Paris n'a représenté que 12,6 % des investissements. La part de l'international qui était de 7 % en 2014 a progressé sans cesse (15 % en 2015, 20 % en 2016) et s'est élevée à ... 36 % au S1 de 2017 !

Coup de frein au 2e trimestre

Ce deuxième trimestre s'est avéré plus modéré en collecte, parce que certains gérants ont mis « un coup de frein » mais aussi parce que le contexte électoral a amené à un certain attentisme. Sur le 1er semestre, la collecte brute atteint le sommet record de 3,75 Md€. Ce T2 de 2017 est au même niveau que le T2 de 2016 (à 1,417 Md€).

Cette collecte a été menée pour moitié par les SCPI bureaux ; les « diversifiées » continuent leur progression à 25,4 % versus 15,7 % au T2 2016. « Les SCPI séduisent moins, observe le fondateur de meilleurescpi.com, leur part a fondu de 60,3 % au T2 2016 à 50,8 % au T2 2017 dans la collecte nette. Les champions de la collecte restent Amundi (321 M€ au T2), Primonial (137 M€) et BNP Paribas Reim (125 M€).

Le TOF en hausse pour toutes les SCPI

« Les performances locatives sont très bonnes », constate Jonathan Dhiver dont l'équipe a analysé 85 bulletins trimestriels : « le TOF (taux d'occupation financier) est en hausse pour toutes les SCPI à 89,32 %, c'est une bonne nouvelle et c'est un très bon indicateur pour le marché des SCPI ». Un bémol : le TOF continue de fléchir sur les commerces. « Personnellement, je mets en garde sur cette tendance », confie-t-il. Une remarque qui peut sembler excessive, car on est encore un très bon niveau de 93,76 % à fin juin 2017 (94,82% à fin juin 2016).

Les acquisitions ont été réalisées sur la base d'un bon rendement moyen de 5,73 % (ce qui fait un rendement net de frais de 4,25 %). Sur les quatre derniers trimestres, le rendement moyen servi par les SCPI est de 4,53 % toutes catégories confondues, mais avec des écarts importants entre sociétés de gestion. Les « indépendants » qui collectent de façon modérée affichent un rendement moyen de 4,9 % au T2 alors que les « bancaires » sont à 4,36 % « parce qu'elles collectent beaucoup d'argent, donc détruisent la performance » ; ce 4,9 % est stable par rapport au T1 2017 alors que le rendement des « bancaires » est en régression de 8 pdb. Le taux de distribution moyen prévu pour l'année devrait être entre 4,3 % et 4,5 %, selon Jonathan Dhiver. Du côté du TOF, même constat : 90,4 % pour les indépendants contre 88,85 % pour les bancaires.

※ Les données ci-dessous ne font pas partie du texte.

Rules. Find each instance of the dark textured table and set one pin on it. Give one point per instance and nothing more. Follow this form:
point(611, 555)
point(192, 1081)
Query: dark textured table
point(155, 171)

A noter : les gérants utilisent peu l'effet de levier de l'endettement pour améliorer la performance en dépit de taux très bas : 7,75 % ! (endettement par rapport à la valeur d'expertise). « Un taux qui est en légère baisse sur un an », nous confie Jonathan Dhiver. Ce qui montre bien que les sociétés de gestion collecte trop par rapport aux opportunités d'investissement.

Jonathan Dhiver a également déploré le recours de certains gestionnaires à de l'investissement indirect, via d'autres fonds. « Cette pratique qui fait des SCPI des fonds de fonds dénature ce qu'est une SCPI ». Une façon de faire qui facilite l'investissement et augmente les frais pour le gérant. Le fondateur de MeilleureSCPI.com remarque cela dans les rapports annuels de Primonial, La Française et BNP Paribas Reim.

Un regret, MeilleureSCPI.com ne signale pas les sociétés de gestion en retard d'investissement. « En allant sur notre site et en voyant quelles sociétés nous ne commercialisons pas, vous saurez lesquelles nous paraissent moins bien gérées... », conclut-il.